A flush is a hand where a player boasts five cards of any order that are all of the same suit. Flushes are ranked by the highest card in the suit, but the suits themselves are not ranked. In other words, a queen-high spade flush is ranked evenly with a queen-high heart flush.

If two players share the same high card, then the winner will be decided by the kicker.

 

Full House

Two Full Houses - hand on the right wins

Two Full Houses – hand on the right wins

One of the stronger hands in poker, a full house describes when a player has both a set (three cards of matching value) and a separate pair (two cards of matching value). When two full houses, colloquially known as ‘boats,’ come against each other, precedence is given to the player with the higher set. If both players share the set (something only possible in poker games with communal cards) then the values of the pair will be compared.

As a defined five-card hand, the kicker will not come into play in a full house faceoff.

Four of a Kind

Two players with Four of a Kind - Player on the right wins with a higher kicker card

Two players with Four of a Kind – Player on the right wins with a higher kicker card

Also known as quads, four of a kind is a poker hand in which a player has collected all four cards of any particular value. In a situation with two groups of quads, the cards of higher value will be the winner.

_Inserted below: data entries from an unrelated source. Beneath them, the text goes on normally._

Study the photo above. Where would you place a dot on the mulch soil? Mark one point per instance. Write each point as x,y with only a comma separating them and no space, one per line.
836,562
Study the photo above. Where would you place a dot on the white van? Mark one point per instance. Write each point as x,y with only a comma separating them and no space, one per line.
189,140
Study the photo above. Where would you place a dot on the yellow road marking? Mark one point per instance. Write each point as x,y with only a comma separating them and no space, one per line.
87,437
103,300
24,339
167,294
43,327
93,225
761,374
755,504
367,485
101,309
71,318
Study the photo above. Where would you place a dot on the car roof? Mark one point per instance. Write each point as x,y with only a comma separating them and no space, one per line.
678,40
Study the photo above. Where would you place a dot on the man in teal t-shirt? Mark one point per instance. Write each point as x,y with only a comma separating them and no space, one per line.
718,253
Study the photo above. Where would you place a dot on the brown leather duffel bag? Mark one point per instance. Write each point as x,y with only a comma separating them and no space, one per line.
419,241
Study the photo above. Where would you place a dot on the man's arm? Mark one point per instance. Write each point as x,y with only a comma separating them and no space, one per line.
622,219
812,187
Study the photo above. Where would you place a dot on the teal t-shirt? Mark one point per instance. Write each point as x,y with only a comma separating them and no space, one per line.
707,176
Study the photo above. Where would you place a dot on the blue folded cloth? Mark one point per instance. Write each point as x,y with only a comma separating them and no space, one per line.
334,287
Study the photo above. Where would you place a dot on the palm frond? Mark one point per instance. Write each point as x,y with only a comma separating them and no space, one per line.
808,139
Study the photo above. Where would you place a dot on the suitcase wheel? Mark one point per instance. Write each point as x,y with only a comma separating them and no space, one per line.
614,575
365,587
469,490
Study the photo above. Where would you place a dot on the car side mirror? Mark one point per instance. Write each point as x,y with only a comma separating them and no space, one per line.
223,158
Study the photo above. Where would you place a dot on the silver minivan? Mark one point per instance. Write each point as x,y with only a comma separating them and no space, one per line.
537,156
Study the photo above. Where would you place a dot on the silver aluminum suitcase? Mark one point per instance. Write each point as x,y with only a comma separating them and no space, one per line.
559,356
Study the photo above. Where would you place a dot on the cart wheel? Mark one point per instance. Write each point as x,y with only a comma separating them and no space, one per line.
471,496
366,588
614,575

If players share the same group of quads (only possible if all four cards are present among the community cards) a kicker can decide the winner.

Straight Flush

Straight Flush (This example is a Royal Flush, more specifically)

Straight Flush (This example is a Royal Flush, more specifically)

The rarest of the rare, a straight flush requires a player to have five sequential cards within the same suit. The highest of these hands is a Royal Flush, wherein a player has the 10 J Q K A of the same suit (shown on the right). Straight Flushes are extremely rare, and can only be beaten by straight flushes with a higher range.